BioHPC Storage
Contents:
On the Linux workstations, you have access to two kinds
of storage:
-
Networked storage is mounted on all BioHPC servers
under /home, /home2, /programs, and /shared_data.
Each user is given a modest amount of free network storage to use in /home and /home2,
with additional network storage available for purchase.
-
Local storage is storage physically attached to
a specific BioHPC server, and is mounted at /workdir and /SSD.
Local storage is available to a user for the
duration of a reservation (or permanently for group members of hosted machines).
BioHPC storage (network or local) is not backed up by default.
We strongly encourage all users to develop and
implement a backup plan. BioHPC does provide backups as a separate
service -
details are available
on this page
.
Networked Storage Overview
Currently BioHPC Cloud currently has a network storage system of size 2,766TB (2.7PB).
The storage is implemented as two Lustre clusters: the cluster mounted at /home has capacity 2,012TB,
and /home2 has 754TB capacity. There is a limited free storage available to each BioHPC
user (see Free storage below).
Any user can purchase extra storage for $105.00 per TB per
year- this is one of the lowest storage prices available anywhere. We
can offer this low price since we buy the storage in big chunks and we
only recover the cost as it is, i.e. hardware, computer room, and
maintenance costs.
Home and Home2
Your home directory is part of the network storage system and is located at /home/username,
e.g., /home/abc123. This is where you end up right after you log into a machine, and where you should keep your configuration files.
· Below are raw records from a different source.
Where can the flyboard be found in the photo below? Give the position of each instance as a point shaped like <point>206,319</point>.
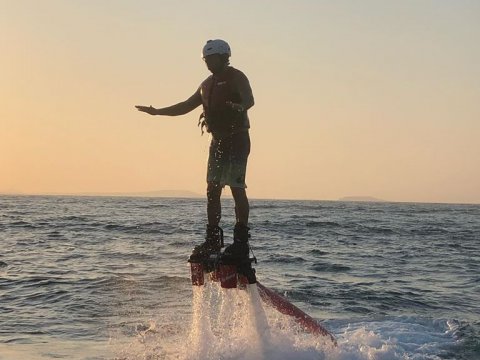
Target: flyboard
<point>237,275</point>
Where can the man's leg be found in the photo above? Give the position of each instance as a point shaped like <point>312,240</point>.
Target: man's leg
<point>242,207</point>
<point>214,207</point>
<point>239,250</point>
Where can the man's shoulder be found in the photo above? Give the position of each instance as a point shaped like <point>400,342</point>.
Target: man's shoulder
<point>236,74</point>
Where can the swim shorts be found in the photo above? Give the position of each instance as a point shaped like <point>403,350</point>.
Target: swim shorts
<point>227,160</point>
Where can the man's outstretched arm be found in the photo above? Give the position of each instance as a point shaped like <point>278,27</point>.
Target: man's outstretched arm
<point>178,109</point>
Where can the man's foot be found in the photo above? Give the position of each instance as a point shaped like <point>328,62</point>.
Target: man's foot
<point>213,243</point>
<point>238,251</point>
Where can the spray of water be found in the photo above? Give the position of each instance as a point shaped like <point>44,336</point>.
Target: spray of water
<point>234,324</point>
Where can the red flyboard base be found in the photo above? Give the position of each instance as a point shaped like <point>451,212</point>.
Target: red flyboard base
<point>308,323</point>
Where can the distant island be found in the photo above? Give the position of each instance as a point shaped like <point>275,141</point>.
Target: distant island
<point>361,198</point>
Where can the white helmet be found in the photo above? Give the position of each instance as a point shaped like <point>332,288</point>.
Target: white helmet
<point>216,47</point>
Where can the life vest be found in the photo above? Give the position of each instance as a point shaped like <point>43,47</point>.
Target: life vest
<point>219,118</point>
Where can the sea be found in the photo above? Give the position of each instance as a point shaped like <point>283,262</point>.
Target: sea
<point>108,278</point>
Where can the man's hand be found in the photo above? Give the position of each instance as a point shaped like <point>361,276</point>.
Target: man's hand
<point>148,109</point>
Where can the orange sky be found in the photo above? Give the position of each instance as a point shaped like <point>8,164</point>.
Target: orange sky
<point>352,98</point>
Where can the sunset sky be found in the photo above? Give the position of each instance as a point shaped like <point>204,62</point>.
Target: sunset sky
<point>353,98</point>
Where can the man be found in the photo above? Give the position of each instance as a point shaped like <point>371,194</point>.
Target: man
<point>226,96</point>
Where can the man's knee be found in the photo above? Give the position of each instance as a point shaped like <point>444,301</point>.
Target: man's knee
<point>214,189</point>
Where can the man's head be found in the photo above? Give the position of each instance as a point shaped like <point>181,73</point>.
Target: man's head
<point>216,54</point>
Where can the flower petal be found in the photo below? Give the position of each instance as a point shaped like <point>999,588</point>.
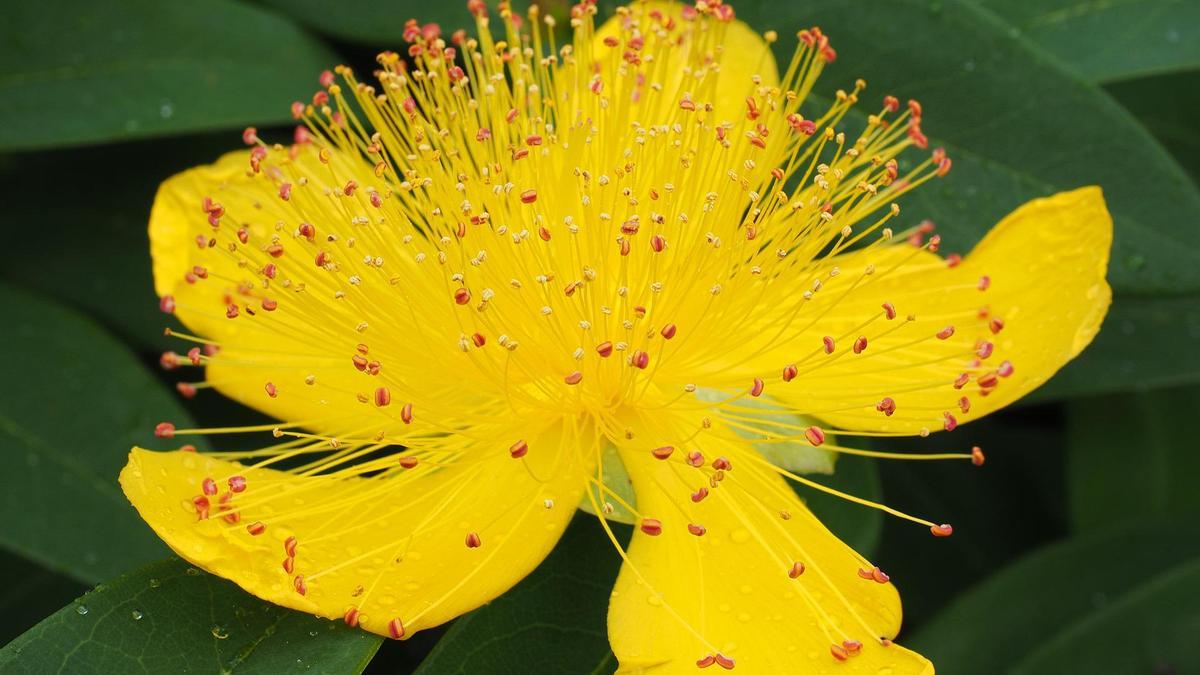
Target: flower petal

For every top level directory in /home, there is a
directory in /home2 with the same name and permissions. For
example, in addition to user abc123's home directory /home/abc123 there
is also a directory /home2/abc123, ready to be used by anyone having
sufficient access rights. For each group directory /home/mylabgroup
there is
also /home2/mylabgroup directory with the same permissions and ready to
be
used.
Both /home and /home2 are network-mounted high-performance
file systems, but /home has been optimized for safety, whereas /home2 has been optimized for speed.
Both /home and /home2 can be accessed from all BioHPC machines.
The differences between the directories located in
/home and
/home2 are:
-
You
may NOT run computations directly on data
residing in /home. However, you may do computations on files in /home2. Alternatively, you can copy files to local storage before computing.
-
/home
has been configured for data safety,
whereas /home2 has been configured for maximum access speed. The
difference in
safety is fairly small overall. On /home2, large files are spread out
among
multiple storage units, allowing for fast parallel data transfers,
whereas each
file in /home is localized on one storage unit.
-
Your
home directory resides in /home, this
is where you will start when you log in, and you should keep user
configuration
files in /home.
Any quota applies to the combined storage of both
/home
and /home2 directories. If you have paid storage, then the usage applies
to the
combined storage of both /home and /home2 directories. To start, /home2
directories are empty, so they do not influence your balance until you
deposit data
in /home2. Data located in /home2 directories can be backed up using the
standard
BioHPC backup system but is not backed-up by default.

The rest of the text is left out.